Macquarie highlight a key factor to watch, namely whether the policy can reflate the property market in China and kick-start construction activity in the real economy.
While this all sounds plausible in theory, in practice we will have to see just how powerful monetary policy can be. If jobs continue to be shed and bankruptcies pile up, shocking depositors out of their cautious mode will be tough, even if they are seeing real cash balances eroded by inflation.
If we do see a change in behavior, Nomura says that equities at least are unequivocally at a deflated stage of the cycle. They measure this by charting the total market capitalization of equities as a percentage of broad money supply. Both Hong Kong and China equity markets are at historical lows, meaning money could be ready to flow back into equities.
Ultimately, I think we still need to see some numbers that prove China's policy of aggressive monetary policy easing is working and can sustain A-shares. So far, there has been little encouragement from recent economic statistics.
Wrapping up China's policy as an example of quantitative easing does seem a bit of a stretch, and as this policy is only meant to be a last resort, it's hardly a reassuring comparison.
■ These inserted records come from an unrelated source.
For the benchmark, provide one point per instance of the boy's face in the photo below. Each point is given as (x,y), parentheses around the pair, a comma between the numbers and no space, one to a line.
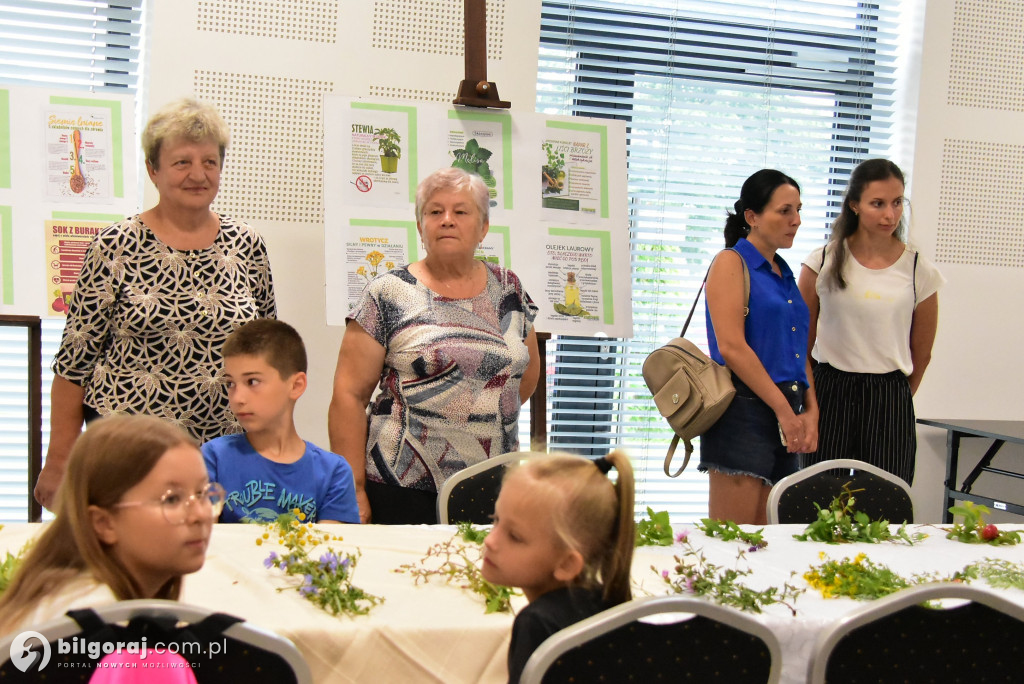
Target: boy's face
(259,397)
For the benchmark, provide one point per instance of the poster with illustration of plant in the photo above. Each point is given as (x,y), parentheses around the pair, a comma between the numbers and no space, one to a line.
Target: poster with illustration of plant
(473,158)
(374,248)
(573,172)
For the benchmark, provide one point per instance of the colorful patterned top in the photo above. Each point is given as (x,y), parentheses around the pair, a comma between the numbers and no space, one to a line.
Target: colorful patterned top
(146,323)
(450,388)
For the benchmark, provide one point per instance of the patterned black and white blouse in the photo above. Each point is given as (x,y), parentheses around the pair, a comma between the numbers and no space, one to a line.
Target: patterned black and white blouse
(146,323)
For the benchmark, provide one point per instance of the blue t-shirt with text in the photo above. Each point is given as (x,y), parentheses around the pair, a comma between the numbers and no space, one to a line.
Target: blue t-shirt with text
(320,483)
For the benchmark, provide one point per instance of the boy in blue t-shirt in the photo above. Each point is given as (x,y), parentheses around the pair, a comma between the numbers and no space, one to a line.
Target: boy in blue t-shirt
(269,470)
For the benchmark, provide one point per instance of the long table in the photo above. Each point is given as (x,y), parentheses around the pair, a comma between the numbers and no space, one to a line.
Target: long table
(999,432)
(439,633)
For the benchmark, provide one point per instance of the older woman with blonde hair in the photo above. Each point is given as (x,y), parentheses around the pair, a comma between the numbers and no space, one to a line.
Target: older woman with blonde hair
(451,343)
(133,515)
(158,295)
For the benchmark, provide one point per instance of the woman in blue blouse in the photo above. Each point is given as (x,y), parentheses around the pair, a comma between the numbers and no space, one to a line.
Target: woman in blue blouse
(774,415)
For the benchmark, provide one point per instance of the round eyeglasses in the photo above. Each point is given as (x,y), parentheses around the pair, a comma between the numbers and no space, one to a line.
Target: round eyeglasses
(175,503)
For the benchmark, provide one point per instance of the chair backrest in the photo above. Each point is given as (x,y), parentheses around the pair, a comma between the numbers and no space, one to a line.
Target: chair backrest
(897,639)
(223,647)
(469,496)
(885,496)
(714,643)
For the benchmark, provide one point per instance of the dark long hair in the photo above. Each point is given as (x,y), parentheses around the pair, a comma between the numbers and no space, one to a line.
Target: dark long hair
(847,222)
(755,195)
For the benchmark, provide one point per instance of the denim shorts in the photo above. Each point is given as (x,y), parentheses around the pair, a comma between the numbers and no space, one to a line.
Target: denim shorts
(745,439)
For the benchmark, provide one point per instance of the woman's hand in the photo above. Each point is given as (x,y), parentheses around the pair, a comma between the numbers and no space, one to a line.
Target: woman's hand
(795,430)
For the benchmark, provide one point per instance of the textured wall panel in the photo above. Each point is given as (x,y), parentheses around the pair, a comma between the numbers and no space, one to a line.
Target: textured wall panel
(416,94)
(986,54)
(274,168)
(434,27)
(314,20)
(981,204)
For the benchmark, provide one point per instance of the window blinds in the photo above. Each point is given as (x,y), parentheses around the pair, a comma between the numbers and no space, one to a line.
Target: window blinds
(711,92)
(62,45)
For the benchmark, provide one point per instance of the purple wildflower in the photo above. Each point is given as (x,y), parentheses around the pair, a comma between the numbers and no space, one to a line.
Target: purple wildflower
(330,561)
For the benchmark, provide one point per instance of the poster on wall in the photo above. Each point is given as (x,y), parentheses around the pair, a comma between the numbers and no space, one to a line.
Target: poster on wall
(566,239)
(77,145)
(573,172)
(75,157)
(374,154)
(67,242)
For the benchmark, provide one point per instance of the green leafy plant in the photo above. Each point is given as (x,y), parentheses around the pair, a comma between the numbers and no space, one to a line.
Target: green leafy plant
(474,159)
(458,561)
(387,141)
(654,529)
(553,174)
(840,523)
(9,565)
(728,530)
(693,573)
(974,529)
(326,582)
(857,579)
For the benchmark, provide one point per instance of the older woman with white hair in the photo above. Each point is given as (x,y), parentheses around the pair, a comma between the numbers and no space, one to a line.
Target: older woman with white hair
(451,342)
(158,295)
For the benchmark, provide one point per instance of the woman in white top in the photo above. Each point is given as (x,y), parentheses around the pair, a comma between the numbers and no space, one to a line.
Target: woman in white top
(134,514)
(873,309)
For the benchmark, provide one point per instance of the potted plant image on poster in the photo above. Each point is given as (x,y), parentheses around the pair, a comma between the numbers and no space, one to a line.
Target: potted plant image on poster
(475,159)
(387,142)
(553,172)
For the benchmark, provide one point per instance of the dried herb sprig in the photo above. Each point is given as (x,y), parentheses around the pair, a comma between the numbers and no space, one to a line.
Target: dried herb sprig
(458,561)
(841,523)
(327,582)
(693,573)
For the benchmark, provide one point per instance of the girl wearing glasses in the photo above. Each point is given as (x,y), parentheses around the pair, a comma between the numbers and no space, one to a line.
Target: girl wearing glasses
(133,514)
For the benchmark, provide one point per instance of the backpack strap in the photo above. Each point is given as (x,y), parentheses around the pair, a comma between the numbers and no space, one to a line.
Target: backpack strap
(747,291)
(913,279)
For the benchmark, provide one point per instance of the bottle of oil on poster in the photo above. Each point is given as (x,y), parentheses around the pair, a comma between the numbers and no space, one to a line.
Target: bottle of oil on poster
(571,291)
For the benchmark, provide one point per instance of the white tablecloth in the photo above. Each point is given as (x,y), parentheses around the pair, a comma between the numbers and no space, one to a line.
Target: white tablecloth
(775,564)
(439,633)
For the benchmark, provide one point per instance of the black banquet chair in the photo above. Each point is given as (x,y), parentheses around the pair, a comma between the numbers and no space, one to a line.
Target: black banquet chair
(647,640)
(900,639)
(885,496)
(244,652)
(469,496)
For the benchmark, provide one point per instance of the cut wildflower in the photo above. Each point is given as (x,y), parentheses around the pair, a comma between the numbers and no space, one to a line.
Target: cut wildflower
(458,560)
(327,582)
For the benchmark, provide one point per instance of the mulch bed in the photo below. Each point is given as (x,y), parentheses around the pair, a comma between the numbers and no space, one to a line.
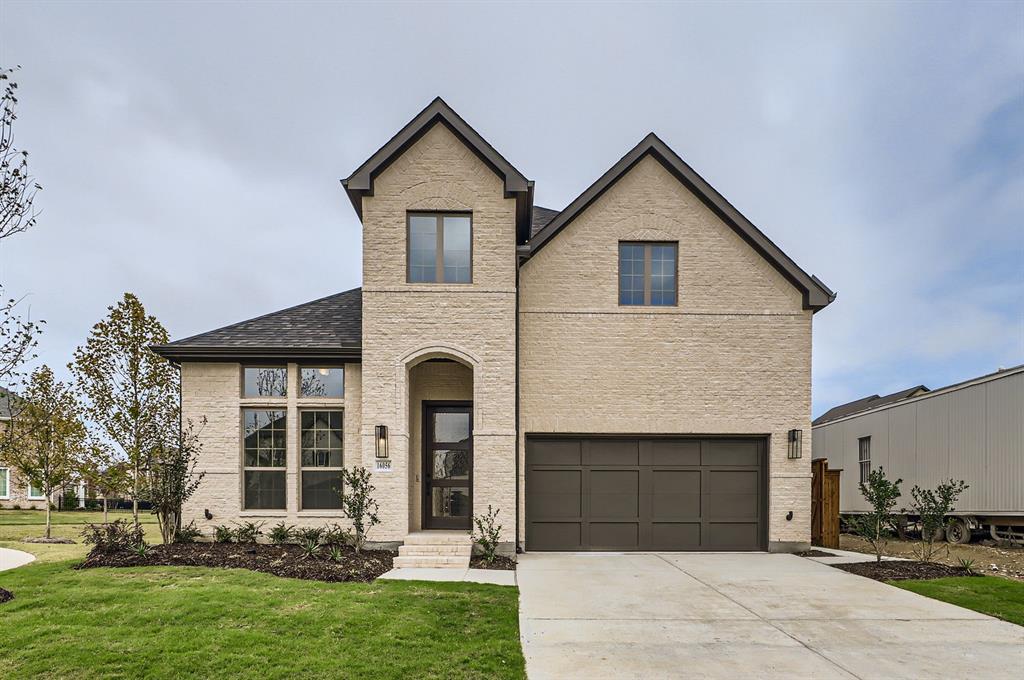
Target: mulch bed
(279,560)
(903,570)
(501,563)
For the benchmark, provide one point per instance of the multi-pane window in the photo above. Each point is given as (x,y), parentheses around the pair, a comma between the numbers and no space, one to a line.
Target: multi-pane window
(864,458)
(265,381)
(322,459)
(647,273)
(439,248)
(322,382)
(263,459)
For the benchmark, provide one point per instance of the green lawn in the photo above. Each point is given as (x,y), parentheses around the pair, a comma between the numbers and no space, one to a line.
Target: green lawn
(187,622)
(17,524)
(996,597)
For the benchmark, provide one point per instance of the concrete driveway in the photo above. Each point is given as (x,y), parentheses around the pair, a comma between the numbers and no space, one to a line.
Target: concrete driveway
(743,615)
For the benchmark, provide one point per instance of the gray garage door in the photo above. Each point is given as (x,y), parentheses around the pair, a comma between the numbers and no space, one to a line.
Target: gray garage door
(658,494)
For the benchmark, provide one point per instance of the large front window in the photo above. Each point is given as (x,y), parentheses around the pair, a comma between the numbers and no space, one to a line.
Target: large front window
(263,459)
(322,459)
(647,273)
(439,248)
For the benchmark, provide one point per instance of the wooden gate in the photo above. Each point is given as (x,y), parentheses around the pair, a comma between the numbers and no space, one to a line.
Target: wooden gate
(824,504)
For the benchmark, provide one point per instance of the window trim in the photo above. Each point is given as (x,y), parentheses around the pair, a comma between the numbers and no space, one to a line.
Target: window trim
(246,468)
(439,252)
(860,460)
(256,397)
(318,468)
(647,246)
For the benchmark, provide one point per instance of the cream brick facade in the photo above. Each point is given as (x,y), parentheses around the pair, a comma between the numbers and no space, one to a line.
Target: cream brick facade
(733,357)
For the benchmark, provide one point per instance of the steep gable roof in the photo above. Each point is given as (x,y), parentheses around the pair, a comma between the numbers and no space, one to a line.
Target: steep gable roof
(816,294)
(328,328)
(360,182)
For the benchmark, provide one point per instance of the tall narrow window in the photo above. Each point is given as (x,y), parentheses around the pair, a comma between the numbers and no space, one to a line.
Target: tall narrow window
(864,458)
(439,248)
(263,459)
(647,273)
(322,459)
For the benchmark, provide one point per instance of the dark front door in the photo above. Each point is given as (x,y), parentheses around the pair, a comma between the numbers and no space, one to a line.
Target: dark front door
(448,465)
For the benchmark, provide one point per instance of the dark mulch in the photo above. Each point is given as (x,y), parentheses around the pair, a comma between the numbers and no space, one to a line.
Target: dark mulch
(900,570)
(279,560)
(502,563)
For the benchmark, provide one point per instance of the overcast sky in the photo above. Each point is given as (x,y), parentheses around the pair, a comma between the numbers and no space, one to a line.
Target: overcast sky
(190,153)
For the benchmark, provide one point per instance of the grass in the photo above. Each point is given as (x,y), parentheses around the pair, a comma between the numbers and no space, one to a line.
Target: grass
(188,622)
(997,597)
(17,524)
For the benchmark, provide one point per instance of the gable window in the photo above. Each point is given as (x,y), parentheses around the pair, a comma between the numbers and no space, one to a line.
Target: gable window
(263,459)
(647,273)
(322,382)
(439,248)
(864,458)
(322,459)
(260,381)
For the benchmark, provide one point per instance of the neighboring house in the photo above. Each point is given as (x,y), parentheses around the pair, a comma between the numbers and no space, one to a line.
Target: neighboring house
(624,374)
(973,430)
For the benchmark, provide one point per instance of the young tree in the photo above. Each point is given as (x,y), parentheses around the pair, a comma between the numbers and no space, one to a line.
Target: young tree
(357,503)
(877,524)
(131,392)
(45,437)
(933,507)
(173,477)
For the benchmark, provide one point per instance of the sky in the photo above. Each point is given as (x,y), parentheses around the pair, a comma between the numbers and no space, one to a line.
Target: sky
(190,152)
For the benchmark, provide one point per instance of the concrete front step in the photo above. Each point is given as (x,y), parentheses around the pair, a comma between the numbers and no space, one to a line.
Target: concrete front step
(423,561)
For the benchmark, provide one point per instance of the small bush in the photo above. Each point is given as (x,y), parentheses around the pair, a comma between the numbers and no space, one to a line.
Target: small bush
(120,536)
(187,534)
(281,534)
(222,534)
(487,534)
(248,532)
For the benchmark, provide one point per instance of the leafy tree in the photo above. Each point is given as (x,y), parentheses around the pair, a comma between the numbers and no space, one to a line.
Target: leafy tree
(357,503)
(131,392)
(878,524)
(45,437)
(933,507)
(173,478)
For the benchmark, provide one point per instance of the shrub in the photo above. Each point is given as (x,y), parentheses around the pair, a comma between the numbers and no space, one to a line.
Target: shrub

The worry remains that, since it was cheap and plentiful money that was at the root of the current problem, China may be embarking on a high-risk gamble that could set up another boom-and-bust cycle.
And what are we to make of the widening valuation gap between A-shares and Hong Kong-listed H-shares, where the Hang Seng China Enterprise Index has risen just 3% this year? Are H-shares -- which can be bought by international investors -- failing to price in China's recovery or just missing out on the domestic liquidity kicker?
Still, the notion that we are likely to see a bubble forming somewhere with all this cash washing around is hard to disagree with. Here, Nomura suggests that a good way to position for a change in the risk premium is through some of the exchanges or brokerage names, for instance Hong Kong Exchange or mainland China brokerage Shenyin Wanguo.